Proposal: Archiving Discord Discussions

Proposal: Archive Discord Discussions for Accessibility and Knowledge Sharing

Hello everyone!

I’m excited to bring forward a suggestion that I believe could significantly benefit the community. Many of us may or may not know about the Godot Engine Discord server and its forum - a bustling hub of discussions, tips, and insights. However, there’s a catch – these valuable conversations are not searchable via search engines since Discord forums aren’t indexed. This means we’re sitting on a goldmine of knowledge that’s not easily accessible to everyone. In particular, I’m referring to the gd3-help-forum and gd4-help-forum.

Here’s my proposal: Let’s periodically archive the forum posts from the Discord server. Think of it as a way to immortalize our discussions and make them easily searchable for anyone seeking knowledge or solutions. This approach draws inspiration from the successful ask.godotengine.org migration. We can credit each post to its original contributor by displaying their Discord username, similar to the example shown below.

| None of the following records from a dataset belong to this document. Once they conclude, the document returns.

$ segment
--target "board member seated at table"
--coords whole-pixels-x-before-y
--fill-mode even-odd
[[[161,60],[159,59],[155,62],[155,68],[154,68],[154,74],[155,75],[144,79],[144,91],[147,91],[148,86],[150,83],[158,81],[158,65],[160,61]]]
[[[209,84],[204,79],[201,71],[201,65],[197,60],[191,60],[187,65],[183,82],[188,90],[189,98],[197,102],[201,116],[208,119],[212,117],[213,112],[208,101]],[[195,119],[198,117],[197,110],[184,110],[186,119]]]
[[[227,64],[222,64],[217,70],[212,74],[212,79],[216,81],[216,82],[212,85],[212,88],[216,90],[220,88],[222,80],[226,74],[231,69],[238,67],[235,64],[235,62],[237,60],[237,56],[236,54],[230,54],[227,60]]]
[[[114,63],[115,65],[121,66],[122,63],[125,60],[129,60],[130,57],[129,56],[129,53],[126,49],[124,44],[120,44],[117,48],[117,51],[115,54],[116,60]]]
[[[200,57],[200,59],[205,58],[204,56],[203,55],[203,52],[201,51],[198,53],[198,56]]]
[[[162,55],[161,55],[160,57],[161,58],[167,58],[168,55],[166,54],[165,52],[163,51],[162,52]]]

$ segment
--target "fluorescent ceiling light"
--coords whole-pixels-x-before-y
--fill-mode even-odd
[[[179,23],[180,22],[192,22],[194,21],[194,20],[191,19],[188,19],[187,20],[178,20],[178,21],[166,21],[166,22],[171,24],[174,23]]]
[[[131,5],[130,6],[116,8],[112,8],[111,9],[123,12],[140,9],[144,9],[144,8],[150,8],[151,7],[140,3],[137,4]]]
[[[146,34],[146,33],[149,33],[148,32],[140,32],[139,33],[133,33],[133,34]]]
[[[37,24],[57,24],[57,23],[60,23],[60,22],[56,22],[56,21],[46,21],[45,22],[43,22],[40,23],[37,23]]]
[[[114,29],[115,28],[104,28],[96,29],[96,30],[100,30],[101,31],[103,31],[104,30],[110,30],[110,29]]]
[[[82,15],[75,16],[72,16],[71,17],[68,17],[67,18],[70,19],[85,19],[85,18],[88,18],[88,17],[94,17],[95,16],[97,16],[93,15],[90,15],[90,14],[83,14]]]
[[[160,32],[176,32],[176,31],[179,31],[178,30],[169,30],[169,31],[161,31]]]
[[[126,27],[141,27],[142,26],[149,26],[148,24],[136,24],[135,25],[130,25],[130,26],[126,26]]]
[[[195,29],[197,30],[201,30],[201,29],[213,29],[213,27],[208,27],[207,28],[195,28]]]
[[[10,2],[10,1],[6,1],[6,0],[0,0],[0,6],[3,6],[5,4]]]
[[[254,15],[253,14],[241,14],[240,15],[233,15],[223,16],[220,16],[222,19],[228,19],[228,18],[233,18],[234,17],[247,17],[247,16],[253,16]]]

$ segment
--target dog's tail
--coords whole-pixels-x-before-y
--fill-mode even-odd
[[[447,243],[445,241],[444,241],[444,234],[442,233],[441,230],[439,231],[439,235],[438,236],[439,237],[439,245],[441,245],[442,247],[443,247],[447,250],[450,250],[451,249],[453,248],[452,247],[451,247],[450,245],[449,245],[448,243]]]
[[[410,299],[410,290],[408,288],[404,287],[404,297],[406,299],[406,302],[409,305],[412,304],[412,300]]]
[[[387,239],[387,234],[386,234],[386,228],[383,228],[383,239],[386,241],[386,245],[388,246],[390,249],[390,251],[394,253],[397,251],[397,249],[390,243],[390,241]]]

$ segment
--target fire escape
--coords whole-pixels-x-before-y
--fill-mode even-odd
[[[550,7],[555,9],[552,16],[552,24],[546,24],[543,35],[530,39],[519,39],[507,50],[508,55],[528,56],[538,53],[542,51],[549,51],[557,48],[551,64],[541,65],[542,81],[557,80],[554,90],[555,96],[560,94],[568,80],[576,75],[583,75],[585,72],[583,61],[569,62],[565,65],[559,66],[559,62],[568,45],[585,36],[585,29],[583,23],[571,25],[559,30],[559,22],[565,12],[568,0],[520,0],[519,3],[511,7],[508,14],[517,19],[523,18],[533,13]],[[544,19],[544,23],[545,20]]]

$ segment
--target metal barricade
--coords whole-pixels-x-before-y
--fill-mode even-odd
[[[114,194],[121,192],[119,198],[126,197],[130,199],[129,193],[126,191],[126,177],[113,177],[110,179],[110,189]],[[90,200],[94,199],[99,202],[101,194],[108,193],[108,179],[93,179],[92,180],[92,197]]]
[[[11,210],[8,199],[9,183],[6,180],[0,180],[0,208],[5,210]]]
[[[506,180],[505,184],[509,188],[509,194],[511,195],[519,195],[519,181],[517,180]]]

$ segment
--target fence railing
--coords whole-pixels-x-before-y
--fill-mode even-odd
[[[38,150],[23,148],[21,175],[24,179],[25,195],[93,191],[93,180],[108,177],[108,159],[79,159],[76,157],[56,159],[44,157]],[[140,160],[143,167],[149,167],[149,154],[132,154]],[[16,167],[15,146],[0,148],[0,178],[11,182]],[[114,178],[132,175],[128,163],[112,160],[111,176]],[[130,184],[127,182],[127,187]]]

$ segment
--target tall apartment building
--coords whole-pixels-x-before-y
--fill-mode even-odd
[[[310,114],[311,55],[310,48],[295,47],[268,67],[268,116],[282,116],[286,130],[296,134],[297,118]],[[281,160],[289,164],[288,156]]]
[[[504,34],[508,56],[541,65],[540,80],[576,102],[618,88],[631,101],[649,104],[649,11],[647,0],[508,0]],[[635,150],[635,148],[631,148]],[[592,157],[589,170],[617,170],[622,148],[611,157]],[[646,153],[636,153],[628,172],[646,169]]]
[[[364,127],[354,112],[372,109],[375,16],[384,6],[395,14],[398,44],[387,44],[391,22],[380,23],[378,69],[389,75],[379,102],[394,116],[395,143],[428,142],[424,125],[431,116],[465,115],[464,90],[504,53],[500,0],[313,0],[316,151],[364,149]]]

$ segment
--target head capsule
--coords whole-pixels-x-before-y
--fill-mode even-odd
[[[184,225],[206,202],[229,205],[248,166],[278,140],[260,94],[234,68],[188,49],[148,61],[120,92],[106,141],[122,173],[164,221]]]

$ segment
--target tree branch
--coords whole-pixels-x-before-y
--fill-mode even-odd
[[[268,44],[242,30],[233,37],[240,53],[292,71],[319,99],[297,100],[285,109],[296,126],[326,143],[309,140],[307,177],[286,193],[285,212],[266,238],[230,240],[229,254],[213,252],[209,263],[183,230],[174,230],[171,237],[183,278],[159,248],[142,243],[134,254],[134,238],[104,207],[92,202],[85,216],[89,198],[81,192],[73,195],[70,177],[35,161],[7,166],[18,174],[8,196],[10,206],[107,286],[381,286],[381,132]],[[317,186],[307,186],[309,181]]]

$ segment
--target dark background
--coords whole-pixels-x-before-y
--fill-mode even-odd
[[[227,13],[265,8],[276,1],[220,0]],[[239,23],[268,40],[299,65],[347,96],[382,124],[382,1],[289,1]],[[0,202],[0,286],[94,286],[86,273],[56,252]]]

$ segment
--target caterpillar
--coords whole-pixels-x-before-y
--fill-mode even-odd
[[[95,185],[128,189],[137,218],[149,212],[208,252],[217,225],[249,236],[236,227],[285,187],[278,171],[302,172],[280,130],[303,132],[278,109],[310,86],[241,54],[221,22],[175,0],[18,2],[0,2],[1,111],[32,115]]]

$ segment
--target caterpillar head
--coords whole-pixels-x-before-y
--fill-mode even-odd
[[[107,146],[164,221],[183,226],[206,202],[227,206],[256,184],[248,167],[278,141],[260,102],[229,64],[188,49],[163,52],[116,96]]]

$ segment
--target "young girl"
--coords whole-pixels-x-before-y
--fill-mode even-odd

To keep things organized, we can categorize these posts under ‘Archive’ or ‘Discord’. This dual categorization will help users navigate and understand the context of these discussions.

The key benefits of implementing this idea include:

  1. Enhanced Discoverability: By making these discussions searchable via search engines, we’re not only preserving knowledge but also making it more accessible. This is vital for troubleshooting and learning, as search engines are often the first port of call for finding solutions.
  2. Continued Benefits of Discord: We can keep enjoying the real-time interaction that Discord offers, while also leveraging the content for broader use on this site. It’s like getting the best of both worlds!
  3. Centralized Knowledge Base: This initiative will contribute to creating a more centralized and comprehensive knowledge repository for Godot, which can be invaluable for both new and seasoned users.

Some additional considerations:

  • Discord Integration on the Site: A potential idea is to integrate Discord with this forum. Users could link their Discord and forum accounts, allowing for a seamless association of content across both platforms.
  • Addressing Potential Concerns: We need to be mindful of technical challenges and privacy. For instance, ensuring that content scraping respects user permissions and privacy settings is crucial. We’ll need a transparent and respectful approach to content archiving.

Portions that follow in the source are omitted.